Intervention de Laurent Ridel

Réunion du mercredi 15 septembre 2021 à 14h30
Commission d'enquête sur les dysfonctionnements et manquements de la politique pénitentiaire française

Laurent Ridel, directeur de l'administration pénitentiaire (DAP) du ministère de la justice :

Je souhaiterais citer trois chiffres en la matière, permettant de nous resituer par rapport au contexte européen :

Le taux d'incarcération français, de 105 pour 100 000 habitants, se situe dans la moyenne du conseil de l'Europe. La justice française n'est donc ni plus laxiste ni plus répressive que la moyenne du Conseil de l'Europe.

Le taux de probation français est de 265 pour 100 000 habitants. Seule l'Angleterre fait plus. Ces deux chiffres montrent que le recours massif à la probation n'entraîne pas une diminution mécanique du taux d'incarcération. En Angleterre, les taux d'incarcération et de probation sont tous les deux très élevés. La réponse pénale française arrive immédiatement après celle de l'Angleterre. Le nombre de personnes prises en charge par l'administration pénitentiaire française est extrêmement élevé par rapport à la moyenne européenne.

Le taux de densité carcérale française – 115 % d'occupation – nous place en cinquième position en partant de la fin, devant la Turquie, Chypre, l'Italie et la Belgique. La surpopulation se concentre en maison d'arrêt – 130 à 135 % selon les régions. Au regard de la situation européenne, la problématique française est donc celle du surencombrement.
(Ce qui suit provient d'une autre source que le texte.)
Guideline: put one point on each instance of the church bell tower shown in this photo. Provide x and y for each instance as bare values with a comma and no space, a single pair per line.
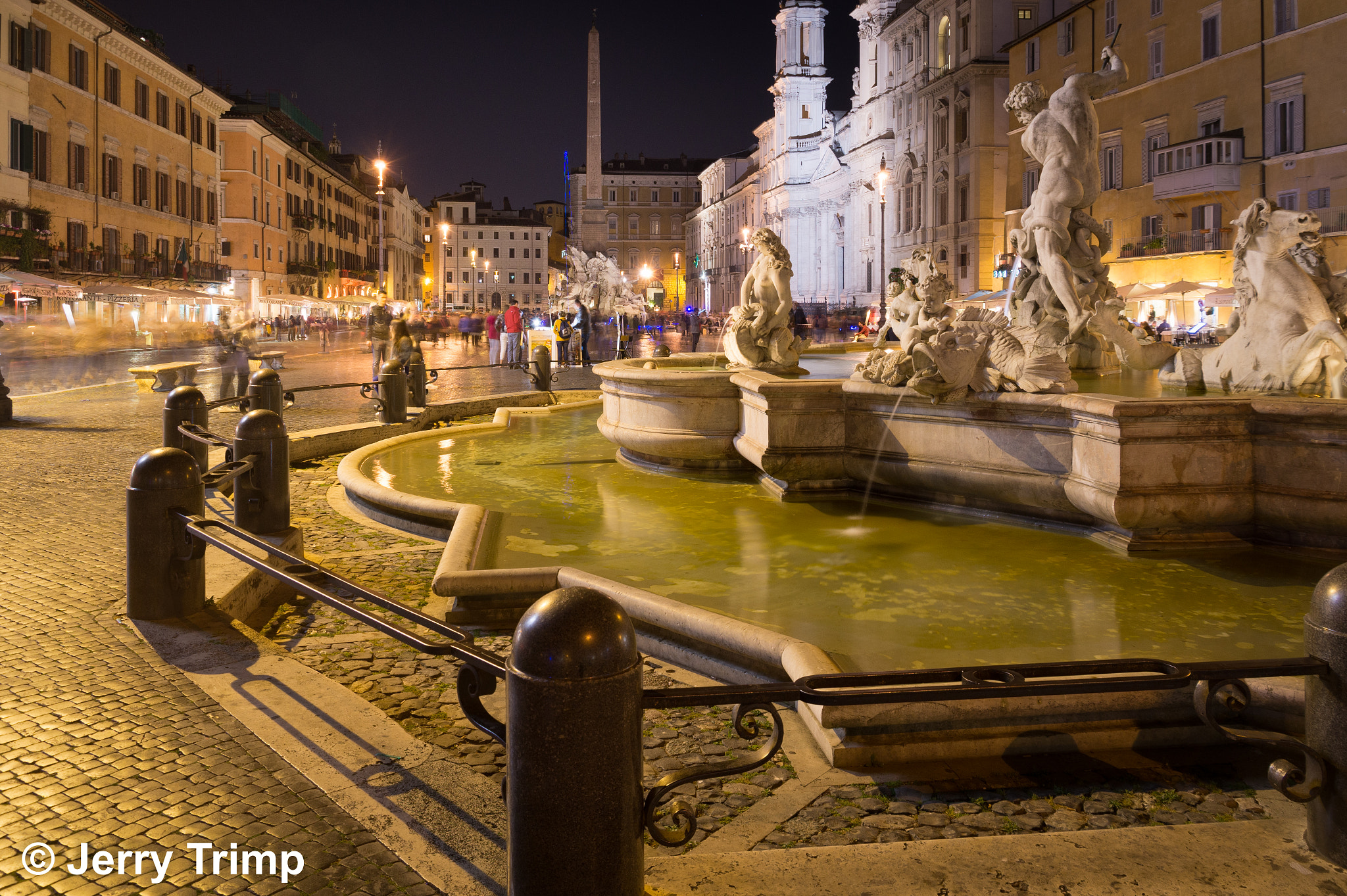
802,81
Nos publics détenus ou probationnaires présentent souvent les mêmes caractéristiques. Il s'agit d'une population relativement jeune, en moyenne 32-33 ans. Le nombre de mineurs n'a quant à lui pas augmenté depuis vingt ans : il oscille entre 600 et 800. Depuis une vingtaine d'années, la PJJ – protection judiciaire de la jeunesse – a développé un système intermédiaire dans la prise en charge des mineurs entre la mesure en milieu libre et l'incarcération.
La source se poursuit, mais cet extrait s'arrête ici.